RE - 1477 - Sessão: 28/07/2016 às 17:00

Trago em mesa o presente voto-vista, relativo ao recurso interposto pelo PARTIDO DO MOVIMENTO DEMOCRÁTICO BRASILEIRO – PMDB de Pinheirinho do Vale contra a sentença que desaprovou sua prestação de contas do exercício financeiro de 2014, aplicando-lhe a penalidade de suspensão de quotas do Fundo Partidário pelo prazo de um ano, em virtude da ausência de dois extratos bancários, relativos aos meses de janeiro e fevereiro.

A ilustre relatora, Dra. Gisele Anne Vieira de Azambuja, afastou a matéria preliminar, negou provimento ao recurso e reduziu, de ofício, o período de suspensão de quotas do Fundo Partidário para 1 mês, com fundamento na posição, consolidada neste Tribunal, que considera irregularidade insanável a ausência de abertura de conta bancária ou a falta de juntada dos respectivos extratos bancários do período integral do exercício ao qual se refere a prestação de contas do partido político.

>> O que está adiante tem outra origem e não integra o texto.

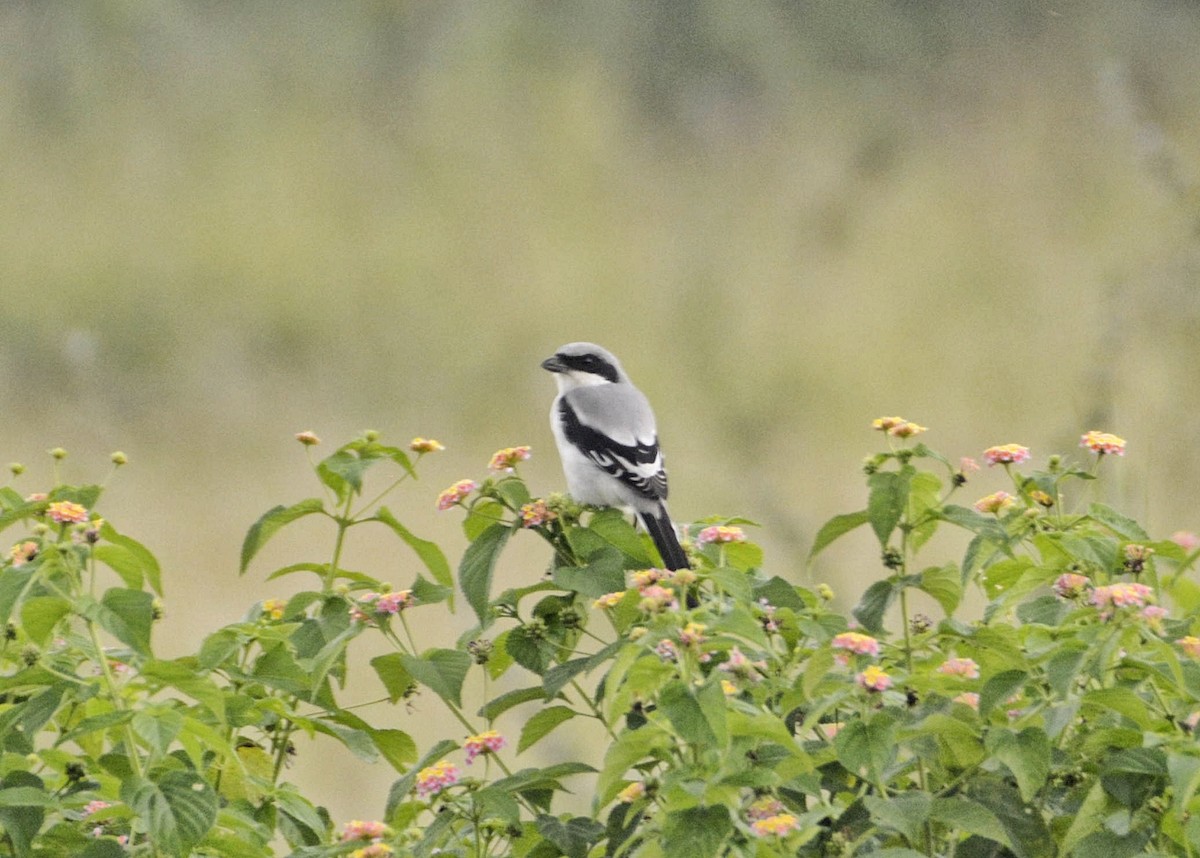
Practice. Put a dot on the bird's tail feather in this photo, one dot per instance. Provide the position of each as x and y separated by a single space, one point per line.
658 523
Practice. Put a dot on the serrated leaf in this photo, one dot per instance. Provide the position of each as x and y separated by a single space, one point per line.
695 832
874 604
541 723
270 522
1120 525
867 748
127 616
443 671
41 615
477 569
905 813
837 527
1000 688
498 706
391 672
178 809
157 727
969 816
1026 755
129 558
945 585
887 501
429 552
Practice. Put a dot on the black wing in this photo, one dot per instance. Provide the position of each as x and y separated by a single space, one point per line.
637 466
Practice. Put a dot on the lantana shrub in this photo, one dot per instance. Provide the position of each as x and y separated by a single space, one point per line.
1047 708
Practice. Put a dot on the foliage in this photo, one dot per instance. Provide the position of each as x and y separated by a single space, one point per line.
1048 712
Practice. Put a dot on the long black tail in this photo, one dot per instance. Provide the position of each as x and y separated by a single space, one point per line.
658 523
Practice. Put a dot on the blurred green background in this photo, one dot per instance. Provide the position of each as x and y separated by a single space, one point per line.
228 222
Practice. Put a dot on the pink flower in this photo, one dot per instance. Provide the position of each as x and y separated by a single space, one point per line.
1186 540
508 459
373 851
1103 443
456 493
1071 586
609 599
645 577
960 667
394 603
657 599
1006 454
969 699
775 826
856 642
996 502
1153 615
535 514
64 511
489 742
436 778
874 678
358 829
720 534
631 793
1122 595
95 807
1191 646
763 808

Pedi vista dos autos em face do julgamento, na presente sessão, de processo análogo a este, RE 32-33, de minha relatoria, a fim de estabelecer uma necessária diferenciação entre as hipóteses em que o partido não realiza a abertura da conta bancária, daí resultando na falta de extratos, e os casos em que a própria instituição financeira, à revelia da agremiação correntista, encerra a conta corrente por ausência de movimentação contábil, exatamente a questão versada neste feito.

O único motivo para a desaprovação das contas apontado pelo juízo a quo é a ausência de juntada da íntegra dos extratos bancários, uma vez que faltaram os referentes aos meses de janeiro e fevereiro.

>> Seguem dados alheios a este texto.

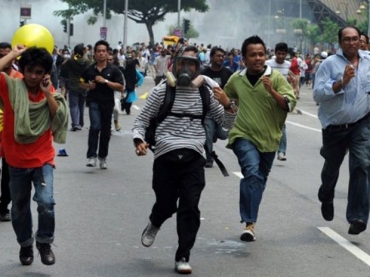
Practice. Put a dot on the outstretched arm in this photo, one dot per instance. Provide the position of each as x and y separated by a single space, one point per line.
17 51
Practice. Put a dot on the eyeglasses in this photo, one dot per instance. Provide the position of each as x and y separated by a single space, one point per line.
352 39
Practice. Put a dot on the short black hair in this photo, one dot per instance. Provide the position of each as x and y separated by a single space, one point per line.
281 46
79 49
101 42
215 49
5 45
190 48
340 32
34 56
251 40
362 34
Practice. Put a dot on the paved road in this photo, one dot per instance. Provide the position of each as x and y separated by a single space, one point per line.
100 216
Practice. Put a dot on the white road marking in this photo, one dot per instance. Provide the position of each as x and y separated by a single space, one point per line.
239 174
357 252
309 114
303 126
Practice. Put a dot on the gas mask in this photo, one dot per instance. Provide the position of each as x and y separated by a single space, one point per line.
184 77
185 69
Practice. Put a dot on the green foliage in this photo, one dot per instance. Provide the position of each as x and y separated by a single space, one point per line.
301 24
330 31
146 12
192 33
313 32
362 26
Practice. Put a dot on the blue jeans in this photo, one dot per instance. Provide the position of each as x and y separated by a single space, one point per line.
213 132
76 107
282 144
255 167
21 180
99 132
336 142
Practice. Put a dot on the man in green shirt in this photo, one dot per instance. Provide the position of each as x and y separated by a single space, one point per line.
264 98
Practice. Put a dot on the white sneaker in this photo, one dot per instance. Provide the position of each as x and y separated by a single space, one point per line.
149 233
281 156
91 162
248 233
103 163
183 267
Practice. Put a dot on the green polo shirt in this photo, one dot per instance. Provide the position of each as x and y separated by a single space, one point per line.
260 120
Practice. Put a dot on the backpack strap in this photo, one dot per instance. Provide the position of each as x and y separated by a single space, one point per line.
166 107
206 101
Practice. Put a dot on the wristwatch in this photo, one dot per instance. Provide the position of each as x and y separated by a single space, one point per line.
232 106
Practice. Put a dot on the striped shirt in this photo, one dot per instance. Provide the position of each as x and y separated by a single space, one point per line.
283 68
351 103
179 132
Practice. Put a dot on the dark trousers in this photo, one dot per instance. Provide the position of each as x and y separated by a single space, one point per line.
158 79
5 192
100 130
355 139
179 175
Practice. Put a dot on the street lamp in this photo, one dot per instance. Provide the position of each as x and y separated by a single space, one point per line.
363 8
339 12
280 22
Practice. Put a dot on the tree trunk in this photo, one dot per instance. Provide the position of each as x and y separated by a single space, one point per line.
149 27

A jurisprudência deste Tribunal há muito tempo tem exigido dos partidos políticos a abertura de conta bancária e a apresentação de extratos zerados a fim de provar a alegação de falta de movimentação financeira, conforme julgados trazidos à colação pela nobre relatora.

No caso dos autos, todavia, e sem propor uma modificação da jurisprudência consolidada da Corte, entendo que essa posição pode ser flexibilizada porque o partido, efetivamente, abriu a conta bancária, a qual foi fechada pela instituição bancária a sua revelia, justamente, por falta de movimentação, conforme demonstra o documento da fl. 63, na qual consta a informação de que a conta-corrente foi eliminada.

Além disso, merece ser considerado que houve ausência de extratos pertinentes a apenas dois meses, pois em março a conta foi reaberta e os documentos foram apresentados.

Tendo em vista a ausência de notícia de indícios de fraude ou má-fé, proponho que sejam aplicados ao feito os precedentes do TSE que consideram possível a aprovação das contas com ressalvas quando a irregularidade não se revele de magnitude necessária a atrair a desaprovação, tal como ocorre quando inexiste movimentação de recursos.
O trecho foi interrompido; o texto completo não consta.